Zum Einen äußerte sich Remo Uherek, Geschäftsführer bei Trigami, sehr offen: "1. Wir als Trigami haben grossen Mist gebaut! Punkt." Firmenintern habe es einen Fehler bei der Kommunikation gegeben, der überhaupt erst dazu geführt hat, dass der Auftrag in Form eines Advertorials umgesetzt wurde, es hätten ursprünglich ganz einfache Rezensionen werden sollen, bei denen die Autoren keinerlei Vorgaben bekommen sollen hätten. Ein an gleicher Stelle zitierter Brief von Peter Bilz-Wohlgemuth, verantwortlich bei sueddeutsche.de für diese Marketingkampagne, enthält folgende Einlassung: "Wir wollten eine virale Kampagne lancieren ... Das war ein Fehler." Die Süddeutsche hat die Kampagne konsequenterweise sofort stoppen lassen, denn das Etikett "Qualitätsjournalismus", welches das Blatt für sich selbst beansprucht, verträgt sich mit dieser Art von Marketing überhaupt nicht.

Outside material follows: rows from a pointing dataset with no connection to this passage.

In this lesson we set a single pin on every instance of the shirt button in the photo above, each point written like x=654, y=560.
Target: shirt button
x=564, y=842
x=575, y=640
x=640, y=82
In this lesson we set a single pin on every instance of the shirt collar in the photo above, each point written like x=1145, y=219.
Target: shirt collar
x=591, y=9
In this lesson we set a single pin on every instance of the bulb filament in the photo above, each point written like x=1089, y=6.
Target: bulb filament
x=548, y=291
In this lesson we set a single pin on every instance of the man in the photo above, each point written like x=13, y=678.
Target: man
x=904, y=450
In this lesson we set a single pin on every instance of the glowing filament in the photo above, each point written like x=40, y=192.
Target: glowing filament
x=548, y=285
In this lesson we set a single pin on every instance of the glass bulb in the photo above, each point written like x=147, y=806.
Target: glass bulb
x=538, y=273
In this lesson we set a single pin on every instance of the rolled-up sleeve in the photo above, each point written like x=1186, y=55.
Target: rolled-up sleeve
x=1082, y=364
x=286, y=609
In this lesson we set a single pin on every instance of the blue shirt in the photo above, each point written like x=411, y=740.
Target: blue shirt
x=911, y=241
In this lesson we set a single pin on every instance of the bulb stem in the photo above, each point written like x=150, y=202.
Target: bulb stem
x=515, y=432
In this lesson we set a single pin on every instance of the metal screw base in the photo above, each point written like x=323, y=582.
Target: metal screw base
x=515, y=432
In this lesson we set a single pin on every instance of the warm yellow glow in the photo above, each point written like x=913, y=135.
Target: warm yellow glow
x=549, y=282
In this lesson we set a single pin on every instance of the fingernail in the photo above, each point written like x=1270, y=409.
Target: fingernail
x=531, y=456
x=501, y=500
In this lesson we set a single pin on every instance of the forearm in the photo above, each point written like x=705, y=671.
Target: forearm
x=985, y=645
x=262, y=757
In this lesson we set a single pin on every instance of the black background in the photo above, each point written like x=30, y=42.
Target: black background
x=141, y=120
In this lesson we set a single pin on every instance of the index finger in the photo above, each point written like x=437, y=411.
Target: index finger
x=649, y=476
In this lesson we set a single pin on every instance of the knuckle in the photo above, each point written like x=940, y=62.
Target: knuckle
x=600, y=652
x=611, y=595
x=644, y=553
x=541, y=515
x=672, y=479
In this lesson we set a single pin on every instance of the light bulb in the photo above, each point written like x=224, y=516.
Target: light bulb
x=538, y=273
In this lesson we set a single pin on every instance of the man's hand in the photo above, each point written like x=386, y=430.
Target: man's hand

Insgesamt wirkt das Ganze etwas überstürzt und auf jeden Fall unausgereift. So haben die Blogger zwar für ihre Tätigkeit ein Honorar bekommen, die Kosten von 1,59 Euro für die App wurden ihnen aber nicht als Spesen auf die Rechnung gesetzt – ein eher unübliches geschäftliches Gebaren. Dass allerdings ein Standardhonorar von nur 17 Euro gezahlt wurde, dementiert Uherek in einem Update zum bereits zitierten Blogeintrag.

Ein interessanter Beitrag mit Interviews von Uherek und Bilz-Wohlgemuth sowie Kommentaren von betroffenen Bloggern findet sich auf dem Schweizer Nachrichtenportal 20 Minuten Online.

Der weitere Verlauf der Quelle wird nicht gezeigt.